The Vatican itself may take steps, belatedly, to catch up to where the Church goes without it. Fine. But in ways that cannot be predicted, have no central direction, and will unfold slowly over time, the exiles themselves will become the core, as exiles were the core at the time of Jesus. They will take on responsibility and ownership—and, as responsibility and ownership devolve into smaller units, the focus will shift from the earthbound institution to its transcendent meaning. This is already happening, in front of our eyes. Tens of millions of moral decisions and personal actions are being informed by the choice to be Catholics on our own terms, untethered from a rotted ancient scaffolding. The choice comes with no asterisk. We will be Catholics, full stop. We do not need anyone’s permission. Our “fasting and abstaining” from officially ordered practice will go on for as long as the Church’s rebirth requires, whether we live to see it finished or not. As anticlerical Catholics, we will simply refuse to accept that the business-as-usual attitudes of most priests and bishops should extend to us, as the walls of their temple collapse around them.

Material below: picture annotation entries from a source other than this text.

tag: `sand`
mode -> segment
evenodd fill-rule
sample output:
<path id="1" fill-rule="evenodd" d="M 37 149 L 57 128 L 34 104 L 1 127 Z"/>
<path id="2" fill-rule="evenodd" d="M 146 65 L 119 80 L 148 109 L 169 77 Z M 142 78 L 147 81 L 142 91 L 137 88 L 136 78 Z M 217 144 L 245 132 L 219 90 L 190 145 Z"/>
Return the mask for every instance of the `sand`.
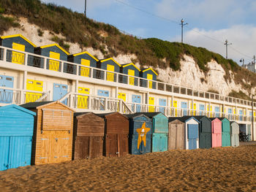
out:
<path id="1" fill-rule="evenodd" d="M 0 191 L 256 191 L 256 145 L 171 150 L 0 172 Z"/>

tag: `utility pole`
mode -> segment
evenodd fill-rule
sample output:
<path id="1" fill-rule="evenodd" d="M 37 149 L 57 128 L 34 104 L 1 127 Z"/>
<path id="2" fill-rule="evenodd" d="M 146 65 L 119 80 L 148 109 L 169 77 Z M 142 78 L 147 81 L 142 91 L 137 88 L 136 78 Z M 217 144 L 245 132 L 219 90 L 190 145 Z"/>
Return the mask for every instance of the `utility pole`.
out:
<path id="1" fill-rule="evenodd" d="M 227 59 L 227 46 L 232 45 L 232 43 L 228 43 L 227 39 L 226 39 L 224 45 L 226 45 L 226 58 Z"/>
<path id="2" fill-rule="evenodd" d="M 255 55 L 253 55 L 253 72 L 255 72 Z"/>
<path id="3" fill-rule="evenodd" d="M 84 16 L 86 18 L 86 0 L 84 0 Z"/>
<path id="4" fill-rule="evenodd" d="M 184 23 L 184 20 L 183 19 L 181 19 L 181 43 L 183 43 L 183 26 L 186 26 L 189 23 Z"/>

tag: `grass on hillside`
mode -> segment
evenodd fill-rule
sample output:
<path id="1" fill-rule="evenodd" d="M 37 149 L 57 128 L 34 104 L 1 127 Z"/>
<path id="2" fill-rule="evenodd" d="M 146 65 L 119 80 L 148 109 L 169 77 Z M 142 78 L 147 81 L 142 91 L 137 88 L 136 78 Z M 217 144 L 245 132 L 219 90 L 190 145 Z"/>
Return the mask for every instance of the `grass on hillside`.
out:
<path id="1" fill-rule="evenodd" d="M 116 27 L 103 23 L 96 22 L 84 17 L 81 13 L 72 12 L 64 7 L 53 4 L 43 4 L 39 0 L 1 0 L 0 5 L 0 33 L 12 26 L 18 25 L 10 18 L 4 18 L 1 14 L 10 14 L 15 17 L 25 17 L 31 23 L 41 28 L 61 34 L 65 39 L 56 39 L 55 42 L 66 50 L 69 45 L 64 42 L 77 42 L 80 47 L 92 47 L 99 50 L 105 58 L 116 56 L 121 53 L 136 55 L 142 66 L 153 66 L 154 68 L 165 69 L 170 66 L 175 71 L 181 69 L 180 60 L 184 54 L 194 58 L 199 68 L 206 73 L 209 69 L 207 62 L 212 59 L 224 68 L 226 81 L 230 81 L 229 71 L 235 74 L 236 83 L 249 89 L 256 85 L 256 77 L 252 73 L 241 69 L 231 59 L 225 59 L 219 54 L 203 47 L 196 47 L 187 44 L 170 42 L 155 38 L 139 39 L 136 37 L 121 34 Z M 107 35 L 102 35 L 103 31 Z M 38 31 L 39 35 L 42 35 Z M 105 49 L 105 45 L 108 49 Z M 166 62 L 165 62 L 166 61 Z M 251 82 L 251 85 L 243 81 Z"/>

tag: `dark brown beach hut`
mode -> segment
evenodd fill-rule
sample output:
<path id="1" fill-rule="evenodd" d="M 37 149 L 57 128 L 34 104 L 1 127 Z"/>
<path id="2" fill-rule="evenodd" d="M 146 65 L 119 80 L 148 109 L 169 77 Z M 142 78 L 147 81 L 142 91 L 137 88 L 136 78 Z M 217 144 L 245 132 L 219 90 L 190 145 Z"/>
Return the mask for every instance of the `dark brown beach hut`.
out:
<path id="1" fill-rule="evenodd" d="M 74 114 L 72 158 L 92 158 L 102 155 L 105 121 L 93 112 Z"/>
<path id="2" fill-rule="evenodd" d="M 105 120 L 103 155 L 120 157 L 128 154 L 128 118 L 118 112 L 98 115 Z"/>

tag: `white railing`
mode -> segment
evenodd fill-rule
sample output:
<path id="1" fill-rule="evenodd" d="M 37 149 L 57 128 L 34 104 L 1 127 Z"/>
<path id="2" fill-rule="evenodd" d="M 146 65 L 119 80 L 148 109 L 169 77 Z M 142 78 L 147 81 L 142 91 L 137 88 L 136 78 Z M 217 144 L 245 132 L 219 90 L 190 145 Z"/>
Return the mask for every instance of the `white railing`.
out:
<path id="1" fill-rule="evenodd" d="M 68 73 L 72 74 L 77 76 L 81 76 L 81 65 L 71 63 L 68 61 L 64 61 L 61 60 L 56 60 L 53 58 L 50 58 L 48 57 L 45 57 L 42 55 L 39 55 L 37 54 L 29 53 L 26 52 L 20 52 L 17 51 L 13 49 L 7 48 L 4 47 L 0 46 L 0 60 L 7 61 L 7 62 L 12 62 L 13 56 L 12 51 L 16 53 L 23 53 L 25 54 L 24 57 L 24 65 L 25 66 L 31 66 L 34 67 L 38 67 L 45 69 L 47 70 L 50 70 L 49 69 L 49 61 L 54 61 L 56 63 L 59 64 L 59 69 L 57 72 L 61 73 Z M 1 64 L 0 64 L 1 66 Z M 148 80 L 146 79 L 140 78 L 135 76 L 129 76 L 124 74 L 116 73 L 110 72 L 113 74 L 113 78 L 110 80 L 107 78 L 107 70 L 93 68 L 90 66 L 86 66 L 86 68 L 89 69 L 89 77 L 88 78 L 95 78 L 99 79 L 102 80 L 110 80 L 115 82 L 124 83 L 127 85 L 131 85 L 133 86 L 138 87 L 145 87 L 148 88 L 149 90 L 159 90 L 166 91 L 167 93 L 173 93 L 181 95 L 190 96 L 195 97 L 204 98 L 208 99 L 217 100 L 225 101 L 231 104 L 238 104 L 242 105 L 251 106 L 251 101 L 244 100 L 241 99 L 237 99 L 230 96 L 226 96 L 217 93 L 213 93 L 210 92 L 206 92 L 200 90 L 192 89 L 187 87 L 182 87 L 173 84 L 168 84 L 165 82 L 154 81 L 154 80 Z M 132 77 L 134 79 L 134 82 L 130 83 L 129 77 Z M 256 107 L 256 103 L 254 102 L 254 107 Z"/>

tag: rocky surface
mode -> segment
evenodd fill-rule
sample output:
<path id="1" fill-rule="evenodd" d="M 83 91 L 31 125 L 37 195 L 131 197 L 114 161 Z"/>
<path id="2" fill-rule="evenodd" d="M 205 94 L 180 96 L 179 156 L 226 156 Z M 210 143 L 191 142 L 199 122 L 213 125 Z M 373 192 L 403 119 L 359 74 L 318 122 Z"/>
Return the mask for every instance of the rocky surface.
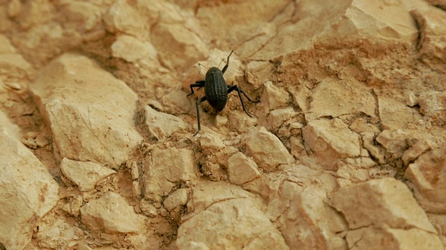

The future will come at us invisibly, frame by frame, as it always does—comprehensible only when run together and projected retrospectively at some distant moment. But it is coming. One hundred years from now, there will be a Catholic Church. Count on it. If, down through the ages, it was appropriate for the Church to take on the political structures of the broader culture—imperial Rome, feudal Europe—then why shouldn’t Catholicism now absorb the ethos and form of liberal democracy? This may not be inevitable, but it is more than possible. The Church I foresee will be governed by laypeople, although the verb govern may apply less than serve. There will be leaders who gather communities in worship, and because the tradition is rich, striking chords deep in human history, such sacramental enablers may well be known as priests. They will include women and married people. They will be ontologically equal to everyone else. They will not owe fealty to a feudal superior. Catholic schools and universities will continue to submit faith to reason—and vice versa. Catholic hospitals will be a crucial part of the global health-care infrastructure. Catholic religious orders of men and women, some voluntarily celibate, will continue to protect and enshrine the varieties of contemplative practice and the social Gospel. Jesuits and Dominicans, Benedictines and Franciscans, the Catholic Worker Movement and other communities of liberation theology—all of these will survive in as yet unimagined forms. The Church will be fully alive at the local level, even if the faith is practiced more in living rooms than in basilicas. And the Church will still have a worldwide reach, with some kind of organizing center, perhaps even in Rome for old times’ sake. But that center will be protected from Catholic triumphalism by being openly engaged with other Christian denominations. This imagined Church of the future will have more in common with ancient tradition than the pope-idolizing Catholicism of modernity ever did. And as all of this implies, clericalism will be long dead. Instead of destroying a Catholic’s love of the Church, the vantage of internal exile can reinforce it—making the essence of the faith more apparent than ever.